Load Balancing and Failure Detection

The OmniSci HA server uses load balancing to maximize performance and reliability. A load balancer distributes users across the available OmniSci Servers, allowing improved concurrency and throughput as more servers are added. If a OmniSci server becomes unavailable, the load balancer redirects traffic to a different available OmniSci server, preserving availability with a reduction in capacity.

Load balancing can be done with purpose-build hardware such as F5 or mid-tier application servers such as haproxy or node.js. In some circumstances, the application might take into consideration data locality, routing similar requests to the same server to improve performance or reduce GPU memory usage.

Currently, OmniSci does not natively support in-session recovery; a new session must be established after failure. Typically, mid-tier application servers handle this by retrying a request when detecting a connection failure.

HA and OmniSci Distributed

You can use OmniSci HA with OmniSci distributed configuration, allowing horizontal scale-out.

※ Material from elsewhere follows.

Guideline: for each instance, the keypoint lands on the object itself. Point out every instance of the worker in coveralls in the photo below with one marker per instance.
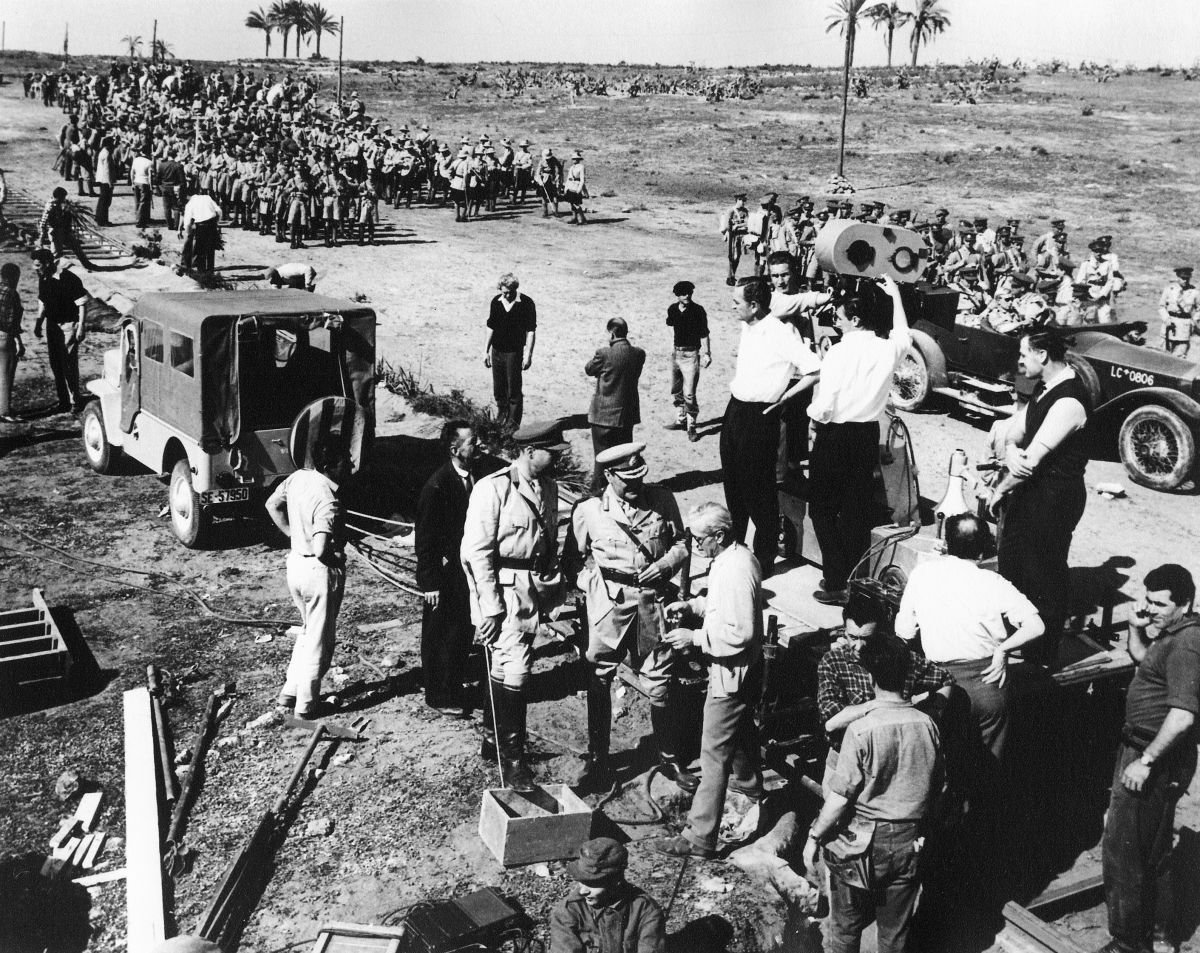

Each OmniSci Server can be configured as a cluster of machines. For more information, see distributed.

OmniSci HA Example

When starting a OmniSci Core Database instance as part of a HA group, you must specify the following options.

Option	Description
`ha-group-id`	The name of the HA group this server belongs to. This identifies the Kafka topic to be used. The topic must exist in Kafka before this server can start.
`ha-unique-server-id`	A unique ID that identifies this server in the HA group. This should never be changed for the lifetime of the OmniSci Core Database instance.
`ha-brokers`	A list used to identify Kafka brokers available to manage the system.
`ha-shared-data`	The parent directory of the distributed file system. Used to check that bulk load files are placed in a directory available to all HA group members.

A mapd.conf file would look like this.

port = 9091
http-port = 9090
data = "/home/ec2-user/prod/mapd-storage/data"
read-only = false
quiet = false
ha-group-id=hag-group-1
ha-unique-server-id=mymachine
ha-brokers=mykafkabrokerlist
ha-shared-data=/mnt/dfs/mapd-storage/

[web]
port = 9092
frontend = "/home/ec2-user/prod/mapd/frontend"

Implementing HA

Contact OmniSci support for assistance with OmniSci HA implementation.

Implementation Notes

You can configure your Kafka queue to determine how long it will persist data. Your Kafka server must hold data long enough for full data recovery. In the official Kafka documentation, see the log.retention.[time_unit] settings for Topic-Level Configs.
OmniSci is not recommended as system of record. $MAPD_STORAGE should not be the basis for data recovery.
StreamImporter is not supported in HA mode.